See No Evil, Hear No Evil, Speak No Evil

I wanted to provide an update to my post about the cynical opportunism displayed by the Bush administration's by their decision to help to prepare the content and delivery of interim Iraqi Prime Minister Ayad Allawi's speech before Congress late last month. The criticisms of Allawi's speech by Kerry and some in his campaign team drew the ire of right wing pundits and bloggers. The outrage was two-fold. On the one hand, Kerry and his campaign were lambasted for suggesting that Allawi was a "puppet" of the Bush administration. On the other hand, there were accusations that Kerry was demoralizing the effort by claiming that Allawi was white-washing the realities of the insurgency. Kerry, it was argued, was being overly pessimistic whereas Allawi was merely reporting the good news that the media was ignoring.

Consider this quote from the Allawi speech, via
Josh Marshall:

"In Samarra, the Iraqi government has tackled the insurgents who once controlled the city."

-Ayad Allawi (Address to Congress September 23rd, 2004)

Now contrast Allawi's rosy assessment of the scene in Samarra with the reality of the situation. Far from being under the control of the Iraqi government, Samarra has been besieged by violence and conflict between insurgents and U.S. and Iraqi forces for months (including the period when Allawi made his speech a week ago), despite a tentative, and tenuous, cease fire that had been reached in early September which collapsed days later.

Recent events belie the statements made by Allawi, and show the criticisms of Kerry to be valid. This article was reported in the
Associated Press:

U.S. and Iraqi forces launched a major assault Friday to regain control of the insurgent stronghold of Samarra, trading gunfire with rebel fighters as they pushed toward the city center. The United States said 96 insurgents were killed.

It was not known if the push into Samarra represented the start of a larger campaign to retake several cities that insurgents have rendered "no-go" zones for U.S. and Iraqi troops. Officials have said that recapturing those cities is key before nationwide elections scheduled for the end of January.

The offensive came in response to "repeated and unprovoked attacks by anti-Iraqi forces" against Iraqi and coalition forces, the military said in a statement.

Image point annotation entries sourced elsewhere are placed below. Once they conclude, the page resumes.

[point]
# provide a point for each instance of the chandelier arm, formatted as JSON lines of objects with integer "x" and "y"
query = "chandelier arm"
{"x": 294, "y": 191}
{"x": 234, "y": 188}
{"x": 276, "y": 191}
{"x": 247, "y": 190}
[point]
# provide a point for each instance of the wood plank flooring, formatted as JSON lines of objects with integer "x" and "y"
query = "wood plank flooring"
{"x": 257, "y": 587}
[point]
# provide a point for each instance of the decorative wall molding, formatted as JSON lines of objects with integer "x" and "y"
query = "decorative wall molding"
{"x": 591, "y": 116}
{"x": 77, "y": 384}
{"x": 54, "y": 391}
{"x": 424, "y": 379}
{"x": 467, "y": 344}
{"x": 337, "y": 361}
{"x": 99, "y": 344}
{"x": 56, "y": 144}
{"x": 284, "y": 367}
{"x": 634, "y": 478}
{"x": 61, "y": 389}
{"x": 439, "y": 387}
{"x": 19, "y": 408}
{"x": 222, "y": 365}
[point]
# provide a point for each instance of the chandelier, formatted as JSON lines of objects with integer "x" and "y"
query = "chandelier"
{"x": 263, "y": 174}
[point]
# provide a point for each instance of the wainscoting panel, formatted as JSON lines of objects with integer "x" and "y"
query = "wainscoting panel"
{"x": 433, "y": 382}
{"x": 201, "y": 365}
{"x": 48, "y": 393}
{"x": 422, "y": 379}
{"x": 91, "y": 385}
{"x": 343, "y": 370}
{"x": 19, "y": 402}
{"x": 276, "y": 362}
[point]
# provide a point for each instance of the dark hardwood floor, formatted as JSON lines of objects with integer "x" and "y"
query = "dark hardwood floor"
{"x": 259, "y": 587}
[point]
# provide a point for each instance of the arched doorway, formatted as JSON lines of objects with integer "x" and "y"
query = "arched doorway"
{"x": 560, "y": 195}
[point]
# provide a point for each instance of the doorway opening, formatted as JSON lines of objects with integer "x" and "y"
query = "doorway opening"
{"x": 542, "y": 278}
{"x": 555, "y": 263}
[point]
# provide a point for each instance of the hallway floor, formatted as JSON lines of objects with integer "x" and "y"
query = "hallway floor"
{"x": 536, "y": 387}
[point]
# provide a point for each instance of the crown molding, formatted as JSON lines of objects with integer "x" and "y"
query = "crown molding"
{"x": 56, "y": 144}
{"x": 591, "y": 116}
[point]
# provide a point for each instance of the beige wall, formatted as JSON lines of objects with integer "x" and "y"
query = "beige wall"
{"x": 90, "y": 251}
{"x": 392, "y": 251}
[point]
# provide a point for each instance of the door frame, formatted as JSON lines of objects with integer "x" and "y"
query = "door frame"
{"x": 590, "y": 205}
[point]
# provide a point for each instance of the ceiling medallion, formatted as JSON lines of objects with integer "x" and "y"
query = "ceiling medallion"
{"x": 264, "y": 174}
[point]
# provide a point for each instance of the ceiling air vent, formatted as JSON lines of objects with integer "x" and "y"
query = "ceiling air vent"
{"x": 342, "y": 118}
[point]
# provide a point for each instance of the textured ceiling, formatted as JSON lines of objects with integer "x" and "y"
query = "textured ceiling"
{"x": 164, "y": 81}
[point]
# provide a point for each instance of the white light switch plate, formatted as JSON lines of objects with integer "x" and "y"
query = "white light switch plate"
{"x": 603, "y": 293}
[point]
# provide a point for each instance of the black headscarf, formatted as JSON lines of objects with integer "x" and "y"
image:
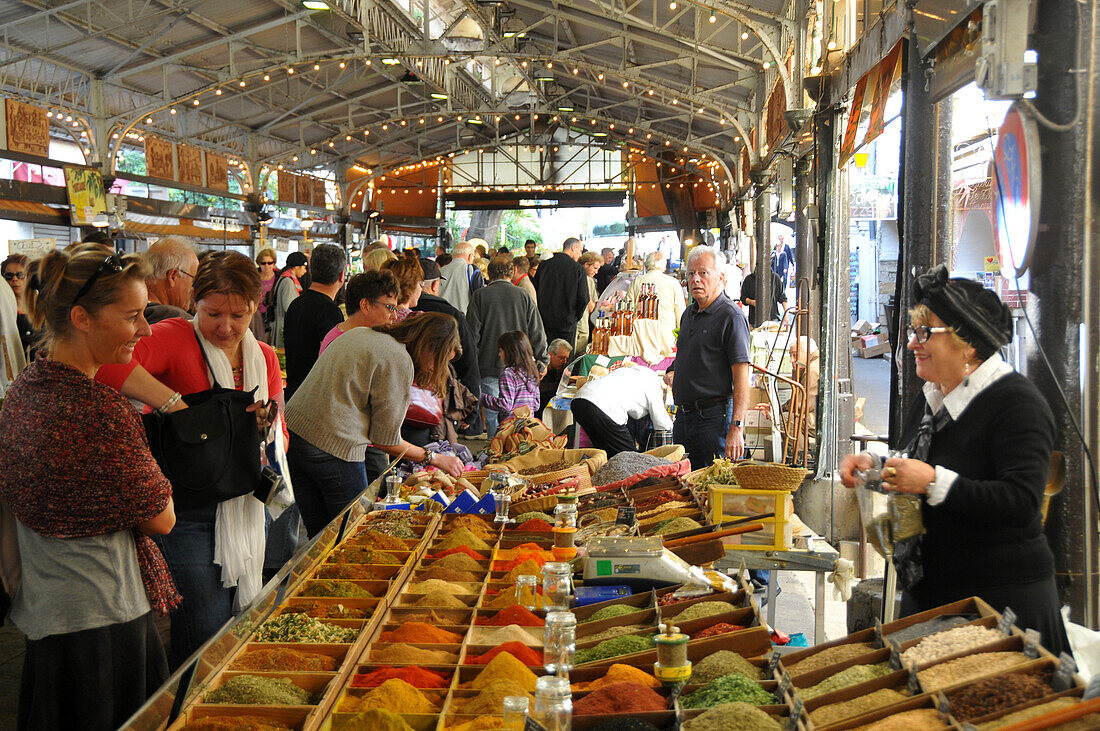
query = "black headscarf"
{"x": 976, "y": 313}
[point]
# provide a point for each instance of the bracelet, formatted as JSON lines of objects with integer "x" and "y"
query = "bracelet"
{"x": 171, "y": 402}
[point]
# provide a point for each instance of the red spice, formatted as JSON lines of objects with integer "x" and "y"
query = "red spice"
{"x": 416, "y": 676}
{"x": 534, "y": 525}
{"x": 514, "y": 615}
{"x": 462, "y": 549}
{"x": 620, "y": 698}
{"x": 517, "y": 650}
{"x": 421, "y": 633}
{"x": 721, "y": 628}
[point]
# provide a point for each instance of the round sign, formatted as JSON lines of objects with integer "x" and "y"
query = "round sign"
{"x": 1015, "y": 192}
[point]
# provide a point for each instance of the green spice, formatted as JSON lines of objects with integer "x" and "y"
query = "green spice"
{"x": 733, "y": 717}
{"x": 728, "y": 689}
{"x": 608, "y": 612}
{"x": 703, "y": 609}
{"x": 848, "y": 676}
{"x": 331, "y": 588}
{"x": 259, "y": 690}
{"x": 292, "y": 627}
{"x": 721, "y": 663}
{"x": 614, "y": 648}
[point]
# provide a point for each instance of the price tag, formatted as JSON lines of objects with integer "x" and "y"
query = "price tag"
{"x": 1064, "y": 675}
{"x": 1031, "y": 643}
{"x": 894, "y": 654}
{"x": 913, "y": 684}
{"x": 784, "y": 685}
{"x": 1092, "y": 689}
{"x": 772, "y": 663}
{"x": 1008, "y": 619}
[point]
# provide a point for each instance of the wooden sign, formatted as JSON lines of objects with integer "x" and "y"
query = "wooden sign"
{"x": 28, "y": 129}
{"x": 190, "y": 165}
{"x": 304, "y": 190}
{"x": 217, "y": 172}
{"x": 286, "y": 187}
{"x": 160, "y": 158}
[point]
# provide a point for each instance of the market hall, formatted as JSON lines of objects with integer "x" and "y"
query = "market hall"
{"x": 623, "y": 366}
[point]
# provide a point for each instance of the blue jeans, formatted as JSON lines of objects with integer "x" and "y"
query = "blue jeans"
{"x": 491, "y": 385}
{"x": 323, "y": 485}
{"x": 207, "y": 605}
{"x": 701, "y": 433}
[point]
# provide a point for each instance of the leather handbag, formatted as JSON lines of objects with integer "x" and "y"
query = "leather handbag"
{"x": 209, "y": 451}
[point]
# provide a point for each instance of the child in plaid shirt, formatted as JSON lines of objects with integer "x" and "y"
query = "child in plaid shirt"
{"x": 519, "y": 380}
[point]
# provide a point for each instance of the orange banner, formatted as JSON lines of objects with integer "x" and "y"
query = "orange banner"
{"x": 160, "y": 158}
{"x": 888, "y": 72}
{"x": 848, "y": 146}
{"x": 28, "y": 129}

Its aim was to "facilitate orderly government processes, kill or capture anti-Iraqi forces and set the conditions to proceed with infrastructure and quality of life improvements."

"Unimpeded access throughout the city for Iraqi security forces and multinational forces is non-negotiable," the statement said.

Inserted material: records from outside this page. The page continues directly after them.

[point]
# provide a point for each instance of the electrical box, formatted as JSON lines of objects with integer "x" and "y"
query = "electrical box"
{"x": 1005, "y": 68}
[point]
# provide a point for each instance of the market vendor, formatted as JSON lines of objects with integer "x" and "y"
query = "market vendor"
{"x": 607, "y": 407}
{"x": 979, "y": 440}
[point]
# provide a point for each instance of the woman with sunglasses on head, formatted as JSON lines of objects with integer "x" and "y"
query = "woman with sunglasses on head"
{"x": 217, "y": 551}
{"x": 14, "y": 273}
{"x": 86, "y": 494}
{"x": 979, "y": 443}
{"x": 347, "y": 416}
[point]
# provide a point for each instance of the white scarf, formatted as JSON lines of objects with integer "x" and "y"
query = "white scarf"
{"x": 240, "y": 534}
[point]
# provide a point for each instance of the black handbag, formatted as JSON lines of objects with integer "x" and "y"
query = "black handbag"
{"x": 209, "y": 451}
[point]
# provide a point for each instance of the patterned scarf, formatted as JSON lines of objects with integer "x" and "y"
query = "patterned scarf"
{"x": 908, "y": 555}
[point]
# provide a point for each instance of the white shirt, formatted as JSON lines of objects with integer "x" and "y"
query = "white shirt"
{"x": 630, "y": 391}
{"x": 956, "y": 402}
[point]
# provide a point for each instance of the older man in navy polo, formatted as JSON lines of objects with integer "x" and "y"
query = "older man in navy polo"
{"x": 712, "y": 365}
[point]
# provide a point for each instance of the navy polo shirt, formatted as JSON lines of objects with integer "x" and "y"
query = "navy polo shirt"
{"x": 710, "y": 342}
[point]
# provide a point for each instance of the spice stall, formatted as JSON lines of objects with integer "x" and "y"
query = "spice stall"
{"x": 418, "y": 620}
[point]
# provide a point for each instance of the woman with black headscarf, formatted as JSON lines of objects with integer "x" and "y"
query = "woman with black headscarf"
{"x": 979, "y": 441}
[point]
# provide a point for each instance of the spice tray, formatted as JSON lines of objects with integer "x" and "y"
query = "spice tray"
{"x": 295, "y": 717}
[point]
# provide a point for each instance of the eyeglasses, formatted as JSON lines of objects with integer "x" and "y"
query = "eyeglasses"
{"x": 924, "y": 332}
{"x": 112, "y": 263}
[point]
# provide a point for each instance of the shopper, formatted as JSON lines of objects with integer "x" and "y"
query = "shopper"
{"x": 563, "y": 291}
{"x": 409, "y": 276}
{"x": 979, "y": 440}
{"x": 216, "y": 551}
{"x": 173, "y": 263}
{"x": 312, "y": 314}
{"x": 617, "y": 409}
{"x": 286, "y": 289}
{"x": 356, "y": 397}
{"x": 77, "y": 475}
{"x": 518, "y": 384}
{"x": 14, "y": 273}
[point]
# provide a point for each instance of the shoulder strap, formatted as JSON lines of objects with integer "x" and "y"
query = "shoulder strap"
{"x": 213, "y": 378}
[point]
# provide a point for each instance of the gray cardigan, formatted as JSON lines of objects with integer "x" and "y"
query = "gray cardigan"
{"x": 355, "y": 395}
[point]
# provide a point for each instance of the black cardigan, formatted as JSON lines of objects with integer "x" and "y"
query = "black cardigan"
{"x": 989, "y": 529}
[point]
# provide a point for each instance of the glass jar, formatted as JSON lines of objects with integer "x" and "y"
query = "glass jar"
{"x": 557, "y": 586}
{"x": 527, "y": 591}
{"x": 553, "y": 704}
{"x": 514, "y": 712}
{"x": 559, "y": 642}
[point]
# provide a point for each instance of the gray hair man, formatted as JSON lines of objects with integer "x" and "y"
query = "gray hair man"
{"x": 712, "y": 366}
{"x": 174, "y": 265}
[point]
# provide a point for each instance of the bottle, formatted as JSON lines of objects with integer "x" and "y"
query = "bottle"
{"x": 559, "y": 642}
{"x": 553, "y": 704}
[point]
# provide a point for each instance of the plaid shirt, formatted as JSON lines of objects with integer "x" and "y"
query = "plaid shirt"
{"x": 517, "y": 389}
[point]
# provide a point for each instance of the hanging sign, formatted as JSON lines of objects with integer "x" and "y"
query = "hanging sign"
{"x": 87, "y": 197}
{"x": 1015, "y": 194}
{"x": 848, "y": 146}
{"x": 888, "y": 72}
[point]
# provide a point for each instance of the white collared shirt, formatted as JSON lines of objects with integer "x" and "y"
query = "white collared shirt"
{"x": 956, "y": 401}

The military said insurgent attacks and acts of intimidation against the people of Samarra had undermined the security situation in the city, regarded as one of the top three rebel strongholds in Iraq, along with Fallujah and the Baghdad slum known as Sadr City. [emphasis added]
Not exactly a city under the control of Iraqi forces, with the insurgents on the run. I think all those that pounced on Mr. Kerry for pointing out that Allawi was not accurately portraying the facts on the ground in Iraq owe him an apology. Apparently, he is the one candidate brave enough to tell it like it is. And for those that derided the use of the "puppet" charge, why don't you direct your righteous indignation at the folks who thought it prudent to actually prepare the speech and coach Allawi on its delivery. How was that supposed to look in a country that was already suspicious of Allawi's subservience to Washington in the first place? If the perception of Allawi as a puppet so endangers the mission, do you think it was worth it to score some campaign points to so thoroughly undermine his credibility back home? Again, don't blame the messenger.